Она схватила меня за лицо, холодными, влажными от волнения ладошками, повернула к себе, желая отчитать, но внезапно вся злость и обида ушла из ее светлых глаз, и они приобрели тот самый серебристый оттенок, как тогда, в те моменты, когда она еще любила меня. Я почувствовал, как кулак, сжавший мои легкие расслабляется. Я хочу прижаться к ней, спрятать лицо в волосах, которые пахнут апельсинами и солнцем. Хочу слышать, как бьется ее сердце и мечтать, чтобы завтра никогда не наступило.
– Что с тобой? Ты на себя не похож, – тихо спрашивает мой ангел, глядя на меня с тревогой. Обеспокоена, печальна. Я понимаю, что могу вернуть ее в одном случае. Только в одном….
– Извини, я не спал почти. Голова закружилась.
Она смотрит на меня, тяжело, настойчиво. Снова это выражение, от которого хочется лезть на стену, выть и рвать внутри себя притихшее животное. Теперь я понимаю, с опозданием в несколько лет, что Ричард был прав, всегда прав. Я не имею права на семейную жизнь. Только кратковременные, разовые связи. Так и было, так и было пока… пока что? Почему я отошел ото всех правил, изменил привычному кладу жизни? Чего ради я рискнул своим благополучным существованием? Кому и что я хотел доказать? Что я не отличаюсь от других? Так же как все, могу жениться, воспитывать детей? Я просто дурак. Потому что знаю, что я не могу, как все. Я болен, я другой.
– Господи, как же я устал, – прохрипел, глядя, как в прозрачных серебряных озерах глаз моей жены простирается тревога. Я могу дать ей тысячи поводов для ненависти. Освободить. Но я не могу, не хочу. Трус. Слабак.
– Что с тобой происходит, Макс? Ты давно был у врача? – от его заботливого тона мне еще хуже.
Соберись, тряпка – говорю себе. Непроницаемое выражение лица. Чуть снисходительный тон.
– Все в порядке. Поехали, – завожу машину, делаю вид, что не замечаю, как предательски дрогнули ее губы. Она сейчас очень уязвима и эмоционально расшатана. Я знаю. Я все знаю об эмоциях в различных жизненных ситуациях. И я даже знаю, как должен себя вести муж, в подобной ситуации. Но нашу ситуацию сложно назвать подобной. Мы вне рамок.

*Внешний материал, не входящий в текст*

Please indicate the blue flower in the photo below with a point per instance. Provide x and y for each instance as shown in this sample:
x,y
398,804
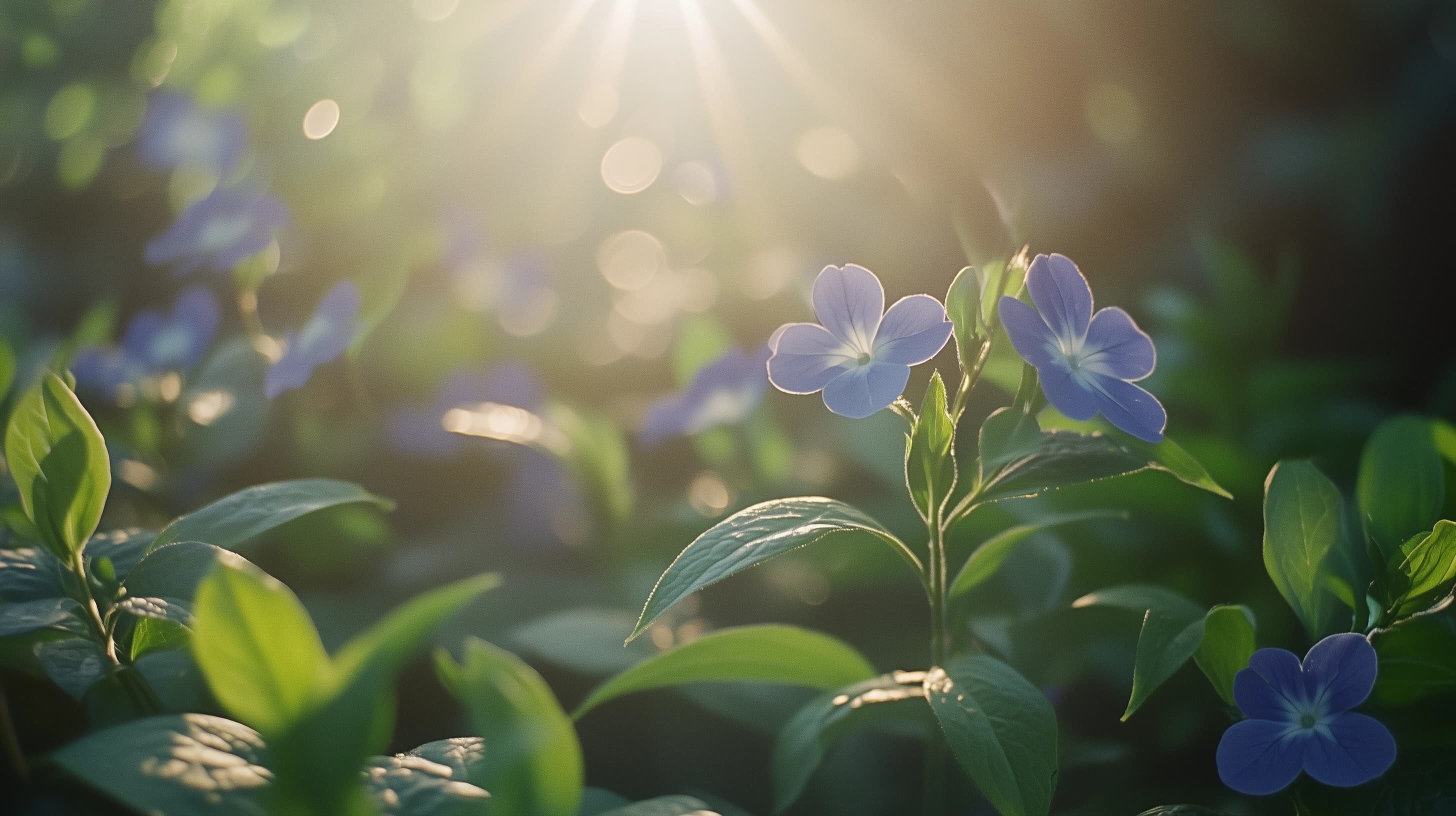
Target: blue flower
x,y
420,430
326,336
1086,364
175,133
861,356
154,344
1299,718
722,392
220,230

Ричард Эймз встречает нас лично. Какая честь. Хочется нервно рассмеяться. Я держу Энжи под руку, пока она проходит регистрацию и заполняет анкеты, подаю необходимые документы из рюкзачка, приношу воду. Эймз смотрит на меня тяжелым взглядом, осуждает. С Энжи, наоборот, сама тактичность и кротость. Вот на нас медицинские халаты, и мы проходим в палату, где будет находиться Энжи. Внутренне содрогаюсь. Как же я ненавижу эти стены, запах, окна, скрипучие двери, шаркающие шаги где-то в коридоре и Ричарда Эймза. Его больше всех. Потому что не могу без него жить. Он мне как мать или что-то вроде того. Моя настоящая мать не захотела воспитывать меня, опустила руки. Я не обвиняю ее ни в чем. Наверно, мы квиты. Она полюбила Энжи, и вот, что я сделал с ней. Я не хотел. Однако, ответственность все равно на мне.
Мы смотрим друг на друга и молчим. Долго. Тишина оглушает. И как назло никто не шаркает. Я дышу ровно, заставляю себя, она – нет. Энжи на удивление спокойна. В ее взгляде больше нет обиды и отчужденности. Напротив, моя жена кажется умиротворенной, почти счастливой. Новый приступ душевной боли заставляет меня отвернуться.